Guazzi Marco, Reina Giuseppe, Tumminello Gabriele, Guazzi Maurizio D
Cardiopulmonary Laboratory, Cardiology Division, University of Milano, San Paolo Hospital, Via A. di Rudinì, 8, 20142, Milano, Italy.
Eur Heart J. 2005 Mar;26(5):472-80. doi: 10.1093/eurheartj/ehi060. Epub 2004 Dec 14.
In chronic heart failure (CHF) patients, the ventilation (Ve) needed to eliminate metabolically produced CO(2) during exercise (i.e. the Ve/Vco(2) slope) is a strong prognosticator. Ve/Vco(2) slope determinants are the dead space-tidal volume (Vd/Vt) ratio and the arterial CO(2) partial pressure (Paco(2)). We aimed at defining the respective prognostic role of these two variables.
One hundred and twenty-eight stable CHF patients (average left ventricular ejection fraction 34+/-10%) underwent cardiopulmonary exercise testing and blood gas analysis. The prognostic relevance of the Ve/Vco(2) slope, Vd/Vt, and Paco(2) at peak exercise was evaluated by the Kaplan-Meier approach with log-rank testing and by multivariate Cox regression analysis. During a mean period of 31.3+/-20 months, 24 patients died from cardiac causes. In univariate analysis, predictors of death included the use of anti-aldosterone drugs, low peak Vo(2), peak Ve/Vo(2), peak Paco(2) and high Ve/Vco(2) slope, and peak Vd/Vt. Multivariate analysis identified a low peak Paco(2) (<35 mmHg) as the strongest independent prognostic indicator [hazard ratio 4.65, 95% confidence interval (CI) (1.695-12.751), P=0.003] that primarily accounts for the Ve/Vco(2) slope prognostic power.
These findings imply that regulatory mechanisms involved in the tight control of ventilatory command and blood gas tension, rather than lung function abnormalities, play a critical pathophysiological role in the exercise ventilation inefficiency of CHF patients.

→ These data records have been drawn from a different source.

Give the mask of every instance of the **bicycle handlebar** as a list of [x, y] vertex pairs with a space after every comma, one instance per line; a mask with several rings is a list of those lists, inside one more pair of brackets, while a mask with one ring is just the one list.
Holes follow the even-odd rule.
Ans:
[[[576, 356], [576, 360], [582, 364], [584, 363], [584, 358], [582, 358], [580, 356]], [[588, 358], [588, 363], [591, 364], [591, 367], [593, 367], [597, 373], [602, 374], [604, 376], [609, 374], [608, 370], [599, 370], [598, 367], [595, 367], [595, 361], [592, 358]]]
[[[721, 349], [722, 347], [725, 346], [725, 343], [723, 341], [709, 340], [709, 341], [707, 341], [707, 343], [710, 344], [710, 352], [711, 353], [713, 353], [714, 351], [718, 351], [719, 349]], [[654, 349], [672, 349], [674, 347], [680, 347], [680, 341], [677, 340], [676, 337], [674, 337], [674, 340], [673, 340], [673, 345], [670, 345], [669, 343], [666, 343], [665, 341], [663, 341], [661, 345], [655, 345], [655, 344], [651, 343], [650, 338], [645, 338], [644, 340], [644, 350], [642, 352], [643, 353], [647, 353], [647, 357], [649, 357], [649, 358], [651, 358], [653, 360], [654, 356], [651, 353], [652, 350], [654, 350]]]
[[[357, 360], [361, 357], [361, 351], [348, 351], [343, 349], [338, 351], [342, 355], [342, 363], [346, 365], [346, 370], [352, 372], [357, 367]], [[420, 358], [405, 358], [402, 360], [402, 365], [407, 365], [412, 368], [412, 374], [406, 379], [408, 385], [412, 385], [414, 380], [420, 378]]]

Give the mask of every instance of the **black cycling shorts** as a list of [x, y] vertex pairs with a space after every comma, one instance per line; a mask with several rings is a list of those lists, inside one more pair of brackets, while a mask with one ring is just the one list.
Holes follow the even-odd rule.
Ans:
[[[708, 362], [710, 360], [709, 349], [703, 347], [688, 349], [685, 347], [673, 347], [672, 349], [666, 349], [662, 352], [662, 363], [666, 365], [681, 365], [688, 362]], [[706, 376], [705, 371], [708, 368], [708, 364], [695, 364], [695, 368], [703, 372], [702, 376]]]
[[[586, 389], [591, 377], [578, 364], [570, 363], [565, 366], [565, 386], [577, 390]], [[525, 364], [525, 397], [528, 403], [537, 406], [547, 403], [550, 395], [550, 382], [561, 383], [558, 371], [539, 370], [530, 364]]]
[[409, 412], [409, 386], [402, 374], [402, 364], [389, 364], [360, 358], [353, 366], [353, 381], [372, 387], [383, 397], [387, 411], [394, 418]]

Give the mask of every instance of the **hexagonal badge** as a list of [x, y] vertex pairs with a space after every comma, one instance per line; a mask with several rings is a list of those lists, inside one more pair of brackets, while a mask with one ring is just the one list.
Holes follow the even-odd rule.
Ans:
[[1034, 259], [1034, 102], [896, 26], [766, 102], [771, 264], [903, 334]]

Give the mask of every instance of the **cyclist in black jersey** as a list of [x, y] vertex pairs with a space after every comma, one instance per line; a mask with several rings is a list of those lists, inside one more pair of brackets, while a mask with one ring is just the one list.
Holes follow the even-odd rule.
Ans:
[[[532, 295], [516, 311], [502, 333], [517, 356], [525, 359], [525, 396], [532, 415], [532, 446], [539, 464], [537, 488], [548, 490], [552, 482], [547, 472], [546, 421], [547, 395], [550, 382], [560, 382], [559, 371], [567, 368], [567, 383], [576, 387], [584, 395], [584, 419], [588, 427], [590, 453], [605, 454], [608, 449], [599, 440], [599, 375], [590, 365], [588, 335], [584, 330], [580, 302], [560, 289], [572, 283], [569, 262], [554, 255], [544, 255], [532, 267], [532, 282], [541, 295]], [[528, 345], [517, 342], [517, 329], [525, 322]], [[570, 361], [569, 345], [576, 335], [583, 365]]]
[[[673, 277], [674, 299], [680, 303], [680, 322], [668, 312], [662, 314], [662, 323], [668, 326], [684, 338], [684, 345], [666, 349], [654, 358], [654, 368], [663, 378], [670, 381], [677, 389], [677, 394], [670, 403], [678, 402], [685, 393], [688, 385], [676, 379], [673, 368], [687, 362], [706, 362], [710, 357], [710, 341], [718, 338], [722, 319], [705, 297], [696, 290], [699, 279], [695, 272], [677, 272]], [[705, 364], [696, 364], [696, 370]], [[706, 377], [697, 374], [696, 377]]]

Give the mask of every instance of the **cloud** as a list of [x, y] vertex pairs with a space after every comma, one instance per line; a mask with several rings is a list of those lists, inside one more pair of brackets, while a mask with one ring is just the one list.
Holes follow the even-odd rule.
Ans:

在慢性心力衰竭(CHF)患者中,运动期间消除代谢产生的二氧化碳所需的通气量(Ve)(即Ve/Vco₂斜率)是一个强有力的预后指标。Ve/Vco₂斜率的决定因素是死腔潮气量(Vd/Vt)比值和动脉二氧化碳分压(Paco₂)。我们旨在确定这两个变量各自的预后作用。

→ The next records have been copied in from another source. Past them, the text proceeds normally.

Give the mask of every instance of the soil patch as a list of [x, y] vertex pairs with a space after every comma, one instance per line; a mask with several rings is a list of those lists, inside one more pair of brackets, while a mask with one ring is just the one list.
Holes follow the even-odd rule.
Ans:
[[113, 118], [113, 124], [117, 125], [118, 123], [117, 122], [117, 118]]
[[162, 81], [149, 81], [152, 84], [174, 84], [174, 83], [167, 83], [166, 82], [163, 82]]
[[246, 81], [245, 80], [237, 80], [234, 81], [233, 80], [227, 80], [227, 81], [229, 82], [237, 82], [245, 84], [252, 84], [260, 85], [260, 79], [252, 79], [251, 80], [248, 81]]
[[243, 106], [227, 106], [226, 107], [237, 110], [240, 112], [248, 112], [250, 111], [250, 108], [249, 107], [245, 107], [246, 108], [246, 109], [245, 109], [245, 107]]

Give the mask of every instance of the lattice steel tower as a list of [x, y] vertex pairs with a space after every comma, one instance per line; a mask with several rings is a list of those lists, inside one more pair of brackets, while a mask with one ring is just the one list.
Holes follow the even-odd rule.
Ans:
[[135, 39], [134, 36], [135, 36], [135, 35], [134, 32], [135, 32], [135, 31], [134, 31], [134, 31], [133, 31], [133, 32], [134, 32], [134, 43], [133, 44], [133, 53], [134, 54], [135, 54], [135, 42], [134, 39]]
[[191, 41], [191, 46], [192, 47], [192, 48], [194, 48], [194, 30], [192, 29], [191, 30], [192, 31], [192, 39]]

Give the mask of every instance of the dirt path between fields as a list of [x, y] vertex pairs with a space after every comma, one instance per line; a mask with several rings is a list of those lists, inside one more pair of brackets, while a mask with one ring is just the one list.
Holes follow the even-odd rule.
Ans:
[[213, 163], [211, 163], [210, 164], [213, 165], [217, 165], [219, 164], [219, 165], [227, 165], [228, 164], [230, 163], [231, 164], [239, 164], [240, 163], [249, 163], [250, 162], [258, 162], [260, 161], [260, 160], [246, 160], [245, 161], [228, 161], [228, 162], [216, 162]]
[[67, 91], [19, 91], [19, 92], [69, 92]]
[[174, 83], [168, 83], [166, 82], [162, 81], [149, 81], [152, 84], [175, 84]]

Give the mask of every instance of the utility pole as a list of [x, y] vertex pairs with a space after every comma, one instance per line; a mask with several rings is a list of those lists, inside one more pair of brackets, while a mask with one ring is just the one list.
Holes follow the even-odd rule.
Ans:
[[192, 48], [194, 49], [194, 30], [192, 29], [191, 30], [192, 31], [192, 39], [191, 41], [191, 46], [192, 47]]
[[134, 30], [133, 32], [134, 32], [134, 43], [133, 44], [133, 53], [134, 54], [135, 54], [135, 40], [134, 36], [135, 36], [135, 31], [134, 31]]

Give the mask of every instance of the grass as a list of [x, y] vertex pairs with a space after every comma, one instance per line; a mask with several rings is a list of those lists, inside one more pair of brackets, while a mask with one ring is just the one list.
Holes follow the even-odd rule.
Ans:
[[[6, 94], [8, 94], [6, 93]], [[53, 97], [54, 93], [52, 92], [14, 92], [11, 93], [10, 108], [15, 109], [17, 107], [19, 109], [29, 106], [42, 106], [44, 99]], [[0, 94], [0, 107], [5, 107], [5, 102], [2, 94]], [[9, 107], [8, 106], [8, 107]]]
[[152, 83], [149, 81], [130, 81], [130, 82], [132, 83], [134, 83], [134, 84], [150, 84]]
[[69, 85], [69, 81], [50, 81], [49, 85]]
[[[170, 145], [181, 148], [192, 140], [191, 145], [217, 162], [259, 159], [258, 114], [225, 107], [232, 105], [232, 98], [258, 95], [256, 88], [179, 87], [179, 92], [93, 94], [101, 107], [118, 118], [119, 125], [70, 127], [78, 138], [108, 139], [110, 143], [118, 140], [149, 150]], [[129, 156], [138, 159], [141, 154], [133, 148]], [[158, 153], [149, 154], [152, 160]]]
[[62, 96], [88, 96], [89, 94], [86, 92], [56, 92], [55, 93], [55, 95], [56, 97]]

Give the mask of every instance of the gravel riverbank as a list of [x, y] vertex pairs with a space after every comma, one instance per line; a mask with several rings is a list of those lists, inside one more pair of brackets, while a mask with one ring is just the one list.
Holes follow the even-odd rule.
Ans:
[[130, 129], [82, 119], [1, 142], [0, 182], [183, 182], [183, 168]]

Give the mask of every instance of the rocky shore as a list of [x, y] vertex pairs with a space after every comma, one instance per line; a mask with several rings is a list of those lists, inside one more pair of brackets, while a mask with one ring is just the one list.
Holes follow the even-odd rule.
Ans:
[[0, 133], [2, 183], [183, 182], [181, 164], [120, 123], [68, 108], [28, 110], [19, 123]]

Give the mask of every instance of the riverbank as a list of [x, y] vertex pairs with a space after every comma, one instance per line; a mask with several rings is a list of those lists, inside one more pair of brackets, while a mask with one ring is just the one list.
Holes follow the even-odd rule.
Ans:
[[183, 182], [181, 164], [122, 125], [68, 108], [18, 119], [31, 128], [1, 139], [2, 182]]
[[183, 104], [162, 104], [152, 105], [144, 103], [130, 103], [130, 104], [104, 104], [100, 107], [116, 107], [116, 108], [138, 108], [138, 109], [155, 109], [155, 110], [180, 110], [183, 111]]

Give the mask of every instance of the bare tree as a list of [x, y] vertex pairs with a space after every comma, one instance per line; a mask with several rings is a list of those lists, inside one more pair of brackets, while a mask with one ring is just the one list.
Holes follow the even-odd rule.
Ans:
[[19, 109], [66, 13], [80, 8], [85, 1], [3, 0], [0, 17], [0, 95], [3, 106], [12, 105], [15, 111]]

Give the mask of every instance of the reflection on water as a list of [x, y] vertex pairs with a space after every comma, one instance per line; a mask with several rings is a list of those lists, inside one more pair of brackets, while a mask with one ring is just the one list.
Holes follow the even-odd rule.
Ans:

128例稳定的CHF患者(平均左心室射血分数34±10%)接受了心肺运动试验和血气分析。通过Kaplan-Meier方法和对数秩检验以及多变量Cox回归分析评估运动峰值时Ve/Vco₂斜率、Vd/Vt和Paco₂的预后相关性。在平均31.3±20个月的期间内,24例患者死于心脏原因。在单变量分析中,死亡的预测因素包括使用抗醛固酮药物、低峰值Vo₂、峰值Ve/Vo₂、峰值Paco₂、高Ve/Vco₂斜率和峰值Vd/Vt。多变量分析确定低峰值Paco₂(<35 mmHg)是最强的独立预后指标[风险比4.65,95%置信区间(CI)(1.695 - 12.751),P = 0.003],这主要解释了Ve/Vco₂斜率的预后能力。
这些发现表明,参与严格控制通气指令和血气张力的调节机制,而非肺功能异常,在CHF患者运动通气效率低下中起关键的病理生理作用。